Stanchezza e stupore sui volti di una cinquantina di rifugiati etiopi ed eritrei a poche ore dallo sgombero avvenuto all’alba in piazza Indipendenza.

Molti non si attendevano una carica così violenta nella piazza a pochi metri dal palazzo occupato e sgomberato a partire da sabato. Quando è arrivato il primo lancio di idranti, molti dormivano ancora sotto gli alberi con i pacchi e le valigie fatte in fretta prima di lasciare quell’edificio occupato da molto tempo, sin dal 2013. Vi vivevano fino a 800 persone, provenienti dall’Etiopia e dall’Eritrea, con uno status riconosciuto di rifugiati politici.

Si parlava da mesi dello sgombero imminente del palazzo in via Curtatone, eppure né la Prefettura né il Comune sono riusciti in tempo a organizzare uno spostamento concordato con le due comunità in altre abitazioni, senza dover arrivare all’uso della forza e agli scontri. Sabato i primi sgomberi, da allora un centinaio di persone si erano fermate giorno e notte nella piazza, ricevendo assistenza da Medici senza frontiere, Unicef e altre comunità straniere.

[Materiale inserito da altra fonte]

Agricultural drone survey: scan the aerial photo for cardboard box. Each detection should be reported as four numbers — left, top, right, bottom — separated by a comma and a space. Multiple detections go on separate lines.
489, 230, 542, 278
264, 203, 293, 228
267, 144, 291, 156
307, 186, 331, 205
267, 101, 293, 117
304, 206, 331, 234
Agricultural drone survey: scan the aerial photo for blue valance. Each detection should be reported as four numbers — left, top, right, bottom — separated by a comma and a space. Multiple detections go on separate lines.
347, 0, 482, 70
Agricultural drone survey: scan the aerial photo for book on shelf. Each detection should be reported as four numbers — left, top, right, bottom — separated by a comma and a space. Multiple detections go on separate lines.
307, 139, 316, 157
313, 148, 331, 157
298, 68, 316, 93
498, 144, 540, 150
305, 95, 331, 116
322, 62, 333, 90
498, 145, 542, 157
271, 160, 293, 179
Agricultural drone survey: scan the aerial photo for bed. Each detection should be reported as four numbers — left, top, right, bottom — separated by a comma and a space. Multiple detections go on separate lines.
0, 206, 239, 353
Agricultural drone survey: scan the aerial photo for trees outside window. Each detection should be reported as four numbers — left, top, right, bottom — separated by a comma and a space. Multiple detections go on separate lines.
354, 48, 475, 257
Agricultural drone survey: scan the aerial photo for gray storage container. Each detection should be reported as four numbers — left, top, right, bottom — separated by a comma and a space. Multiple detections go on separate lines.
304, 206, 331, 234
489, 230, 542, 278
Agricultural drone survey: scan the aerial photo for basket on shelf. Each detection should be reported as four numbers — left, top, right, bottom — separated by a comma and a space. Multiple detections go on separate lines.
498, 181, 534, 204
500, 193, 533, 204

Nelle ore delle cariche non si sono visti né assessori, né consiglieri, né deputati. Complice l’agosto e la politica in vacanza, nella piazza a due passi dalla stazione Termini c’erano solo i rifugiati seduti su un marciapiede a pochi passi dalle camionette della polizia che hanno chiuso tutto il quadrilatero intorno a Piazza Indipendenza.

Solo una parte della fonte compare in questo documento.